As above mentioned, the VII nerve’s sensorial and thermo-algesic afferents start in the communicating branches (V, Intermedius, IX, X, C2, C3) that donate it to the VII nerve. All of the communication sensory dermatomes of the VII nerve’s converge towards the V nerve’s subnucleus caudalis-SC5 in the most surprisingly cervical zone of the brain stem which corresponds to spinal trigeminal nucleus. Consequently, the VII nerve is neither a steroceptive and interoceptive autonomous nor sovereign: It all depends on intermedius nerve (pair) and on several other general sensory communicating branches with thermal and algesic functions (Kwak et al., 2004; Diamond et al., 2011; Hwang et al., 2015; Tansatit et al., 2015).

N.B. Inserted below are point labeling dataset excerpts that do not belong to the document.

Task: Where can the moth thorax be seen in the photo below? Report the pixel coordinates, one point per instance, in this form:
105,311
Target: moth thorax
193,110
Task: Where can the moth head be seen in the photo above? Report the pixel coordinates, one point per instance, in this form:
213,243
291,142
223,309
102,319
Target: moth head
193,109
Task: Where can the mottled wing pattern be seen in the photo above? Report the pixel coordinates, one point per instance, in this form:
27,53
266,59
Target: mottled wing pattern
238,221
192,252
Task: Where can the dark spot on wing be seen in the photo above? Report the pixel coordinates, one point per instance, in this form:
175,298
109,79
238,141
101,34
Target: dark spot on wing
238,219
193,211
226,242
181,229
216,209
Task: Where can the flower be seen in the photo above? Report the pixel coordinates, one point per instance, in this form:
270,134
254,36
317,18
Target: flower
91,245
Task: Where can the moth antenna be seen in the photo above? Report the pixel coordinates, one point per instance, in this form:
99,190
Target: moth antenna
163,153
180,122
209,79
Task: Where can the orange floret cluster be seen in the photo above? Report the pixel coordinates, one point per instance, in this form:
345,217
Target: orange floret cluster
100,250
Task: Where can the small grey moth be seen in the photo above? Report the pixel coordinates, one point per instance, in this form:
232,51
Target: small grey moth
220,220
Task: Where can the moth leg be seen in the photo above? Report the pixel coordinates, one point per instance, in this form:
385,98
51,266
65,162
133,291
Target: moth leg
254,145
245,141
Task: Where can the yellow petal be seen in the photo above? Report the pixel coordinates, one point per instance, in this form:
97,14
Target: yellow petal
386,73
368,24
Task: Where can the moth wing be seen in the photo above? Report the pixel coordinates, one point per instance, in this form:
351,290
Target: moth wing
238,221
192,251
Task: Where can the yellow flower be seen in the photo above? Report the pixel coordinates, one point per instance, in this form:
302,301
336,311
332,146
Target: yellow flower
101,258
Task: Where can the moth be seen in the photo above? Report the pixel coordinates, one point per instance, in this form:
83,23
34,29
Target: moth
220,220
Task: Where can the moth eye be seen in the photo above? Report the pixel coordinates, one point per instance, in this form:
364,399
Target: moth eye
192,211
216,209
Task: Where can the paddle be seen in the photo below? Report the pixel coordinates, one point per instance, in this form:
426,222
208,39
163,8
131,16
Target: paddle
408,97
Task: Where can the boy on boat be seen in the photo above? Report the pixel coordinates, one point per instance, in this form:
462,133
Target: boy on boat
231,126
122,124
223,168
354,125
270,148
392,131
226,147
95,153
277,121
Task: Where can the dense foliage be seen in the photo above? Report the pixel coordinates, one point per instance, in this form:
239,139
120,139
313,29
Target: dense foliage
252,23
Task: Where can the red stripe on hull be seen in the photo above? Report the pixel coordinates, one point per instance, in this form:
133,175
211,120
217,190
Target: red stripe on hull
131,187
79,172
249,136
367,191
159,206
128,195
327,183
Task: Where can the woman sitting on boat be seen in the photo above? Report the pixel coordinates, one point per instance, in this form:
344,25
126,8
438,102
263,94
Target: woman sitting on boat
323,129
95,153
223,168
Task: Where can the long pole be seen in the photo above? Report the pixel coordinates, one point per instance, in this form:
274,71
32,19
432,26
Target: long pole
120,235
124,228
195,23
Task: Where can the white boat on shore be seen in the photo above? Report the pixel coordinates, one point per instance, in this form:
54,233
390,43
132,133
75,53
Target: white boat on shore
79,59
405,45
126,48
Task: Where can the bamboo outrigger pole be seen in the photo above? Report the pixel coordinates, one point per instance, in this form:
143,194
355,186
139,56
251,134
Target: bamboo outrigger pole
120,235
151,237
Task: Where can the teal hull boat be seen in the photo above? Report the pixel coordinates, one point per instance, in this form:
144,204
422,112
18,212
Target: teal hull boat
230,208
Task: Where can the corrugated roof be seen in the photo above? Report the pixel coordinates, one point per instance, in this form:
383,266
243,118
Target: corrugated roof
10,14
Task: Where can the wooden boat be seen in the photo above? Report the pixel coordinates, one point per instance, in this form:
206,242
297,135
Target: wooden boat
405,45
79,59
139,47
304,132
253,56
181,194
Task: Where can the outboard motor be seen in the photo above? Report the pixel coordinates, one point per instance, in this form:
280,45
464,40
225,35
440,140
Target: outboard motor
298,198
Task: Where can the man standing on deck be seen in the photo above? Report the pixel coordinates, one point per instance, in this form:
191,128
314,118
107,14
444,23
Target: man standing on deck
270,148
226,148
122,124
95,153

Finally, it is interesting to note the difference between Bell's palsy and Ramsey-Hunt palsy (Intermedius neuralgia) because this explanation offers some clinical tips relevant to this matter. The first is apparently caused by her- pes simplex and the last by Herpes Zoster. This last usually prefers somatic-sensory and visceral-sensory nerves (intercostal neuritis and in trigeminal varicella), with painful blisters by deafferentation of these sensitive and sympathetic nerves (Causalgia and Complex regional pain syndrome). The dermatome involved in the VII nerve’s paralysis of the Ramsey-Hunt should involve the entire “theoretical” sensory peripheral facial nerve branches, based on the premise that the VII nerve is a mixed sensory-motor nerve. Interestingly, the sensory territory impairment is only expressed up to external auditory meatus (the intermedius dermatome) and produces vesicular eruptions only in this zone, with tenderness in the external meatus (Hitzelberger sign). ¿Why does the neuritis not follow the entire VII nerve peripheral paths if it supposedly carries a sensory part of an alleged mixed cranial pair?
Rest only asks if the contemporary anatomists would tolerate a disruptive thirteen cranial pairs classification running down pairs eight through twelve to get the thirteen or maybe the “Intermedius Pair” would be recognized as a true cranial one. If so, the latter would deserve to be named the “Seven and a Half Pair”.
RAMÍREZ, A. L. M. Facial Nerve and a dismissed intermedius pair?. Int. J. Morphol, 41(1):331-332, 2023.